À l'aéroport, j'ai failli laisser tomber ma valise en voyant le bras de mon mari autour de la taille d'une jeune femme.

La jeune fille laissa échapper un soupir brisé.

Et Ethan a dit : « Claire, pas ici. »

C’est à ce moment-là que j’ai compris que la vérité serait pire que tout ce que j’avais imaginé.

« Pas ici ? » ai-je répété, plus fort cette fois. Quelques personnes aux alentours se sont retournées. « Tu as amené ça à l'aéroport, Ethan. Alors oui, ici. »

La jeune femme semblait sur le point de s'effondrer. Elle serra son sac à main contre sa poitrine et s'éloigna de lui. « Tu m'as dit que tu étais divorcé », dit-elle d'une voix tremblante. « Tu as dit que les papiers étaient en cours de finalisation. »

J'ai ri, mais mon rire était sec et amer. « Divorcée ? C'est intéressant, car j'étais chez nous ce matin en train de préparer son oreiller de voyage préféré. »

Ethan passa une main sur son visage. « Claire, s'il te plaît. Tu fais un scandale. »

« Non », ai-je répondu. « Tu as fait toute une scène dès l’instant où tu as décidé d’être mon mari et le futur père d’une autre. »

La jeune fille se retourna brusquement pour lui faire face. « Futur père ? »

C'est alors que j'ai réalisé qu'elle ne savait pas tout non plus.

Je l'ai regardée, puis j'ai regardé l'enveloppe dans son sac. « Tu ne sais vraiment pas, n'est-ce pas ? »

Elle déglutit difficilement. « Sais-tu quoi ? »

Avant qu'Ethan puisse m'en empêcher, j'ai attrapé le papier qui dépassait de son sac. Elle a essayé de le retirer, mais trop tard. La première page m'a suffi. J'ai vu son nom : Madison Reed. J'ai vu le sien : Ethan Cole. J'ai vu l'en-tête de la clinique et les mots « plan de traitement », « transfert d'embryon » et « parents d'intention ».

Mes mains ont commencé à trembler.

Madison porta la main à sa bouche. « Oh mon Dieu. »

J'ai regardé Ethan. « Tu as utilisé nos économies communes. »

Il ne l'a pas nié.

La réponse se lisait sur son visage, et soudain, je me suis retrouvée six mois plus tôt dans notre cuisine, à lui demander pourquoi trente mille dollars avaient été retirés de notre compte.
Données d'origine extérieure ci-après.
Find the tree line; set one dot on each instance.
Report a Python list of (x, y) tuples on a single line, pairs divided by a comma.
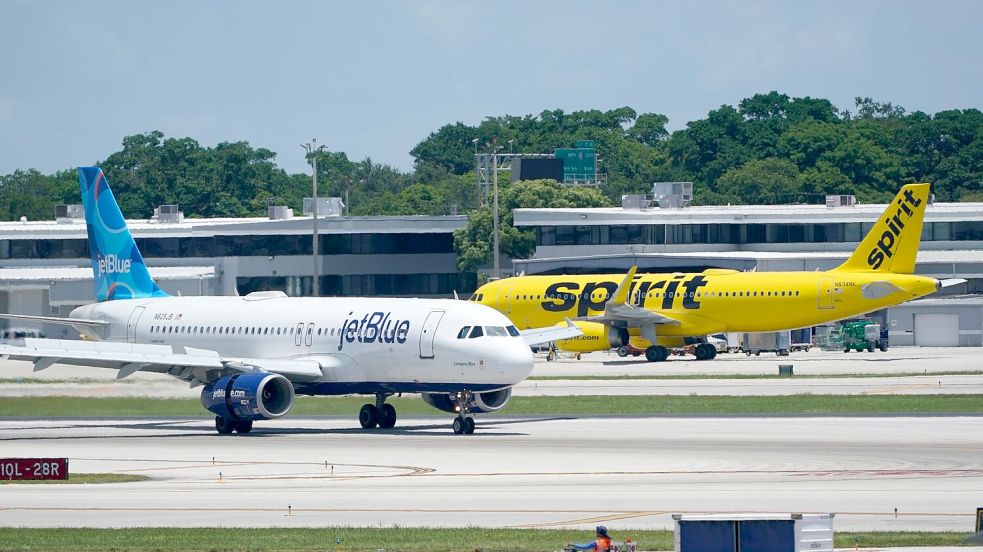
[(769, 148)]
Il m'avait dit que c'était un investissement. Il m'avait embrassée sur le front et m'avait rassurée. Je me souviens avoir pleuré seule dans notre chambre après une énième conversation infructueuse sur les raisons pour lesquelles il repoussait sans cesse notre FIV, alors qu'il savait combien je désirais des enfants.

Pendant tout ce temps, il n'avait pas hésité.

Il venait de choisir quelqu'un d'autre.

La voix de Madison s'est brisée à côté de moi. « Tu m'as dit que tu recommençais à zéro. Tu as dit que ton mariage s'était terminé parce qu'elle ne voulait pas d'enfants. »

J'ai fermé les yeux une seconde douloureuse. Puis je l'ai regardée à nouveau, vraiment regardée. Elle ne devait pas avoir plus de vingt-six ans. Élégante, nerveuse, le mascara déjà coulant sous ses yeux. Elle n'avait plus l'air suffisante. Elle avait l'air anéantie.

Ethan s'est approché de nous en baissant la voix. « Vous devez tous les deux vous calmer. Nous pouvons parler en privé. »

J'ai pris du recul. « Ne vous comportez pas comme si vous animiez une réunion. »

Les yeux de Madison se remplirent de larmes. « Allais-tu un jour me dire la vérité ? »

Il n'a rien dit.

Ce silence nous disait tout.

Elle fouilla alors dans son sac à main, en sortit la bague qu'il lui avait offerte et la déposa dans sa paume.

« Tu m’as utilisée », murmura-t-elle.

J'aurais dû éprouver un sentiment de triomphe. Au lieu de cela, je me suis sentie vide.

Ethan me regardait comme s'il attendait encore de moi que je le sauve d'une manière ou d'une autre, comme je l'avais toujours fait à travers chaque dispute, chaque excuse, chaque galère pendant nos huit années ensemble.

Mais pas cette fois.

J'ai sorti mon téléphone, ouvert notre application bancaire et j'ai dit : « Avant de prendre l'avion aujourd'hui, vous allez me transférer chaque dollar que vous m'avez pris. »

Quand son expression s'est durcie, j'ai ajouté la phrase qui a finalement provoqué sa panique.

« Parce que sinon, mon prochain appel sera pour mon avocat — et la clinique. »

Ethan avait toujours cru qu'il pouvait se sortir de n'importe quelle situation par la parole.